“I shouldn’t swear,” Council Chair Phil Mendelson said exasperatedly during a DCPS hearing Friday, “but what kind of B.S. is this? I mean, really?”
Only the politician known by the moniker “the nitpicker” could get so heated about the decidedly dull issue of contracting, which was the subject of the special public roundtable convened by the chairperson last week. Look below the mind-numbingly technical surface of these issues, however, and you can see some good reasons the normally reserved Mendelson spent much of the hearing in high dudgeon.

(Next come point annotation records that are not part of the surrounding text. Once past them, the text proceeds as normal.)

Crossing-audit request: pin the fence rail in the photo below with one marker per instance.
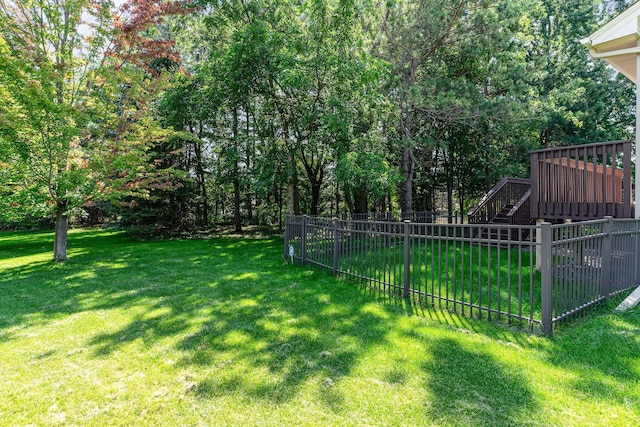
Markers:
(478, 269)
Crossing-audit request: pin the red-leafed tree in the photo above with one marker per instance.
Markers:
(76, 81)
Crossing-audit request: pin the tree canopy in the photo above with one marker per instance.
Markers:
(181, 115)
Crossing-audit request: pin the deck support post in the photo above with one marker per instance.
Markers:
(637, 187)
(545, 248)
(539, 222)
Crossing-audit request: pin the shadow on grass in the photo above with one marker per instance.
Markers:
(471, 388)
(229, 307)
(264, 329)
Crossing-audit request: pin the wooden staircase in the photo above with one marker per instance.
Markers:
(506, 204)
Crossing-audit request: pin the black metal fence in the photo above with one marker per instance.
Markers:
(534, 275)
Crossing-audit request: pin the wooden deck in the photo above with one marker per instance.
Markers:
(582, 182)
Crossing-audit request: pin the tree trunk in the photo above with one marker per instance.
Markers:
(293, 194)
(236, 178)
(62, 225)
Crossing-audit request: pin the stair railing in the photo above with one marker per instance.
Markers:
(508, 191)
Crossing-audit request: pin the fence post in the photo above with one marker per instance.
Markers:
(407, 261)
(286, 238)
(303, 243)
(637, 247)
(336, 246)
(605, 271)
(546, 277)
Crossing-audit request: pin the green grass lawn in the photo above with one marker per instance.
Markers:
(222, 332)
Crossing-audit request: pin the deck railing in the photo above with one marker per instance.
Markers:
(582, 182)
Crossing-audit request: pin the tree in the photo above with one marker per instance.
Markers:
(71, 96)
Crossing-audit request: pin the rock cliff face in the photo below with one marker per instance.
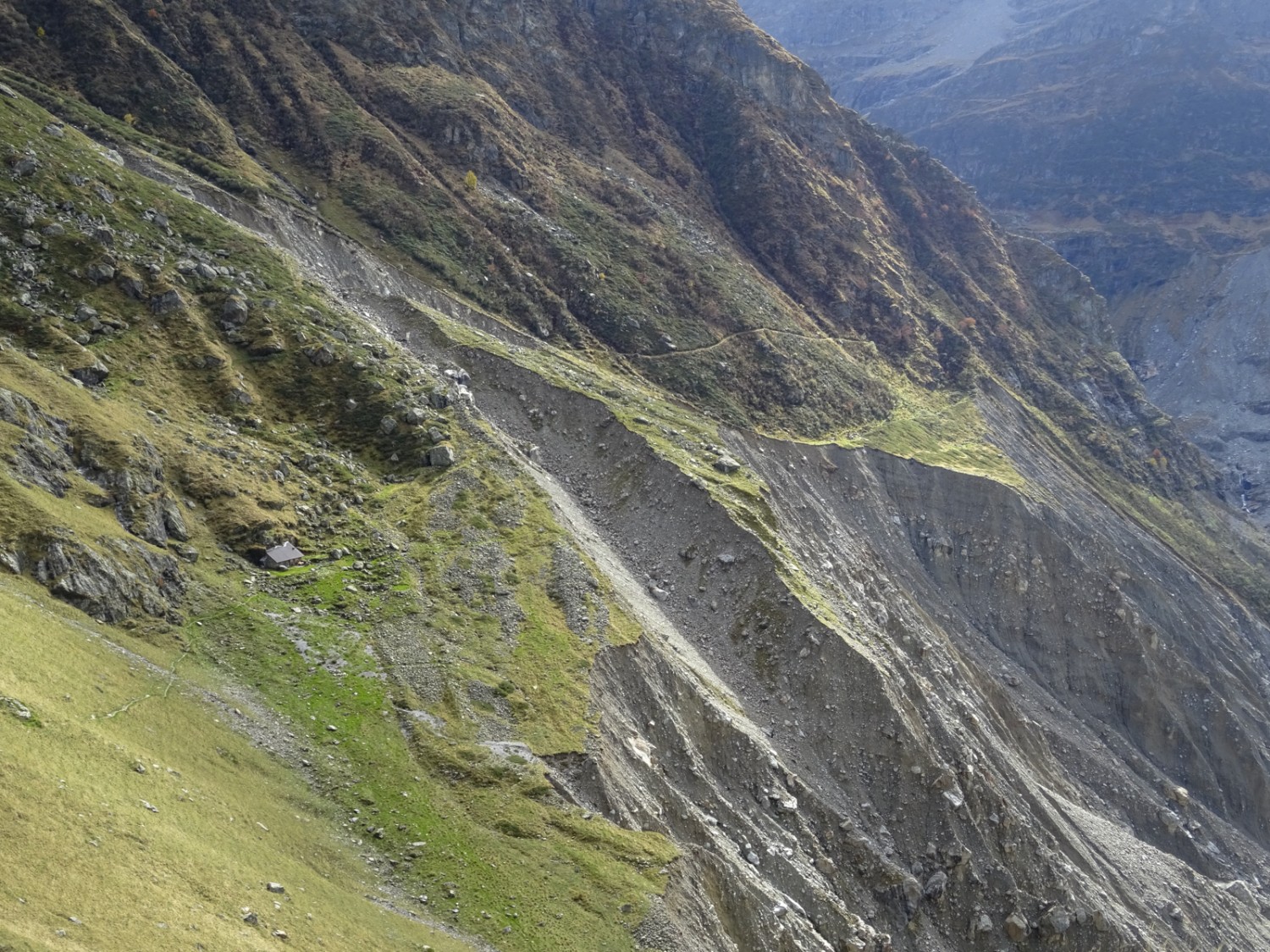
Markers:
(729, 538)
(1125, 135)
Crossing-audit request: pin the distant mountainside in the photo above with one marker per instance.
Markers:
(1130, 136)
(719, 535)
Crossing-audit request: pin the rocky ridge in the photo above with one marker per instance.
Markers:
(1124, 135)
(777, 692)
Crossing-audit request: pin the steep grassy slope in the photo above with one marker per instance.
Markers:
(1129, 136)
(670, 188)
(614, 631)
(137, 817)
(213, 428)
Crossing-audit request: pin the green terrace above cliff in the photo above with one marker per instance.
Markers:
(649, 426)
(667, 190)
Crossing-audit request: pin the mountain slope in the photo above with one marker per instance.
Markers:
(1128, 136)
(723, 535)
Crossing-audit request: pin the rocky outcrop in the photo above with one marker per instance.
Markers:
(1053, 111)
(43, 454)
(112, 581)
(135, 484)
(955, 703)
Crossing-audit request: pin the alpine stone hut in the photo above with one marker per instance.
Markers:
(284, 556)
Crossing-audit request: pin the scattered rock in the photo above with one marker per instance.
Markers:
(441, 456)
(132, 287)
(936, 885)
(1016, 927)
(323, 355)
(640, 749)
(1241, 891)
(99, 272)
(167, 302)
(1056, 922)
(234, 310)
(93, 375)
(17, 708)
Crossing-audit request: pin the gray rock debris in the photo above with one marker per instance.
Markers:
(439, 456)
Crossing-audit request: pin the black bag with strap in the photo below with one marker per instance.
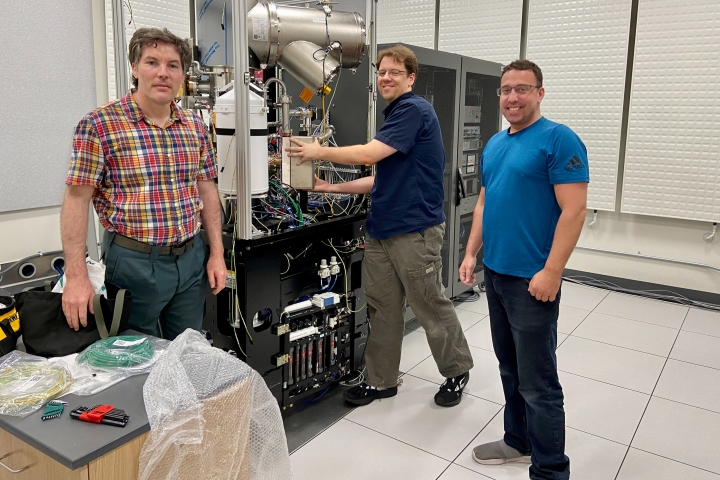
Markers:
(9, 325)
(45, 329)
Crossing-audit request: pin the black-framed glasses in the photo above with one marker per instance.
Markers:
(519, 89)
(392, 73)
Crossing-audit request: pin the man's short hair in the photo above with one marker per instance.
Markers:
(401, 54)
(152, 36)
(524, 65)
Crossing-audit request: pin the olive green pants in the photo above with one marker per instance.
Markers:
(409, 266)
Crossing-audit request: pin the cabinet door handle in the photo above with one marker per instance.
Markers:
(10, 469)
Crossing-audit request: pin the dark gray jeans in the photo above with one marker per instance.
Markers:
(409, 266)
(168, 290)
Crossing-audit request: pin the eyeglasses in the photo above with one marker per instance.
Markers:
(519, 89)
(392, 73)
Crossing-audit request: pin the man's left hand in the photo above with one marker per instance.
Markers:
(217, 273)
(304, 152)
(545, 285)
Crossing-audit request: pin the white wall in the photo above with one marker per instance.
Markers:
(26, 232)
(652, 236)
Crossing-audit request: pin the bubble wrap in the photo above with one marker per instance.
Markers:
(211, 417)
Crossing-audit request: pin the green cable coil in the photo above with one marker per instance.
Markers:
(22, 386)
(118, 352)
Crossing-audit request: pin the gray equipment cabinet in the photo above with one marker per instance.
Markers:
(479, 121)
(462, 90)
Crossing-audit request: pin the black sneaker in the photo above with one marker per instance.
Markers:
(364, 394)
(450, 392)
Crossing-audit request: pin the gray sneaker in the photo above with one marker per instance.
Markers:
(497, 453)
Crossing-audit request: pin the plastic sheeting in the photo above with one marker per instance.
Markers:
(211, 416)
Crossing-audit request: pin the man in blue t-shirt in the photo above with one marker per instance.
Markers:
(528, 218)
(405, 226)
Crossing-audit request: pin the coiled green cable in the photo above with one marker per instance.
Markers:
(118, 352)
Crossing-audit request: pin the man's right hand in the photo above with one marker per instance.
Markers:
(77, 300)
(467, 269)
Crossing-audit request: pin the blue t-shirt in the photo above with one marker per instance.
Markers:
(518, 172)
(408, 192)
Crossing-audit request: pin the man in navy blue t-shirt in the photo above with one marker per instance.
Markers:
(529, 216)
(405, 226)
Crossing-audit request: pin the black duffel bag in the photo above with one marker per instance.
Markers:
(46, 332)
(9, 325)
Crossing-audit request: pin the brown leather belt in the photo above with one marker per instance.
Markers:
(141, 247)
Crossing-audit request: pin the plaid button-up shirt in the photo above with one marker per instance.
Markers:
(145, 176)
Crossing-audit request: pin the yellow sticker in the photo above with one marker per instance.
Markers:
(12, 315)
(306, 95)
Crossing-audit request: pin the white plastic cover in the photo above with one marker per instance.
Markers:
(211, 416)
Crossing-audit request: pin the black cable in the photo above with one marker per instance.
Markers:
(673, 297)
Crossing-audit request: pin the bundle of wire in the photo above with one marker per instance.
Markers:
(112, 353)
(26, 387)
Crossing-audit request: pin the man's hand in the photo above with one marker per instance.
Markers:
(217, 273)
(545, 285)
(304, 152)
(467, 269)
(77, 299)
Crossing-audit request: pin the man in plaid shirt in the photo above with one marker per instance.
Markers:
(149, 168)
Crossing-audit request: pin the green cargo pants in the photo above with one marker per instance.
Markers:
(409, 266)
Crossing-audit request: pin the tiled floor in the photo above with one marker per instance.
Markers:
(642, 398)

Mendelson’s aggravation stemmed from his recent discovery that D.C. Public Schools officials have been skirting the Council’s review process for large contracts for at least the past few years. D.C. agencies are supposed to submit any deal valued at $1 million or more to the Council for approval before executing it (a process that is generally a formality for all but the most politically sensitive subjects), and it seems DCPS has failed to do so in something like 13 separate instances since January 2021, according to information the school system provided to Mendelson. That amounts to roughly $113 million in spending where lawmakers never exercised any oversight at all, or DCPS already started awarding work to companies before sending contracts to the Council.
“As someone who used to engage in the procurement process at DCPS, I know that sometimes things can happen,” said At-Large Councilmember Christina Henderson. “But for the volume of contracts that are being submitted retroactively, I think something else is going on here.”